Enzymes are biological catalysts, they speed up the rate of chemical reactions without being used up, they lower the activation energy required. Enzymes are also globular proteins, containing an active site, which the substrate binds to. They can be intracellular or extracellular

Answer 22

The active site of an enzyme has a specific shape to fit a specific substrate - they are complementary.
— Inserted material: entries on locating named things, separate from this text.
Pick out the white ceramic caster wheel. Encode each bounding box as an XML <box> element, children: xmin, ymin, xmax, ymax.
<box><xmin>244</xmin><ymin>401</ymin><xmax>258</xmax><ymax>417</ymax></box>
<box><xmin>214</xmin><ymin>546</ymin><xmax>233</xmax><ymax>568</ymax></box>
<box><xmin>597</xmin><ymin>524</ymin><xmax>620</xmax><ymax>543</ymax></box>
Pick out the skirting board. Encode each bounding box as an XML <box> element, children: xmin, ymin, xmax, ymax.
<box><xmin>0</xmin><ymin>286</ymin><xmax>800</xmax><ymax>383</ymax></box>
The complementary shape is determined by the tertiary structure of protein that makes up the enzyme

Answer 23

Enzyme-substrate complex

Answer 24

Involves the breakdown of complex molecules into simpler products

Answer 25

Involves the building of complex molecules from simpler ones

Answer 26

Bond-breaking and forming occur more readily so activation energy is lowered

Answer 27

Lock and key - enzymes are highly specific and fixed structures Induced fit - active site can undergo conformational changes, changing the tertiary structure and change shape slightly as substrate enters enzyme

Answer 28

X-ray diffraction techniques allow for 3D pictures of molecules to be formed This technique was used to produce pictures of enzymes before and after it binds to a substate The images confirmed that the active site of the enzyme changed shape after the substrate bound

Answer 29

Bonds holding the enzyme molecules together start to break Tertiary structure of the protein changes Active site becomes damaged → substrate cannot bind → enzyme becomes denatured

Answer 30

Too acidic or alkaline solutions can cause hydrogen & ionic bonds to break Shape of the active site changes → enzyme-substrate complexes form less easily - enzyme denatures

Answer 31

Higher the enzyme conc. → greater number of active sites available → greater likelihood of enzyme-substrate complex formation = higher RoR This relationship is linear until the amount of substrate becomes the limiting factor

Answer 32

Greater the substrate concentration → greater likelihood of enzyme-substrate complex formation → higher the rate of reaction RoR plateaus when all active sites are saturated

Answer 33

Competitive inhibitors have a similar shape to substrate molecules → compete with the substrate for the active site Non-competitive inhibitors bind to the enzyme at an alternative site → alters the shape of the active site → prevents the substrate from binding to it

Answer 34

Competitive inhibitors - increasing substrate concentration can increase the rate of reaction again Non-competitive inhibitors - increasing substrate concentration cannot increase the rate of reaction again So non-competitive are more efficient

Answer 35

The end-product will also be an inhibitor for the first enzyme meaning that the chain to form the end product will be stopped. This stops excess formation of products.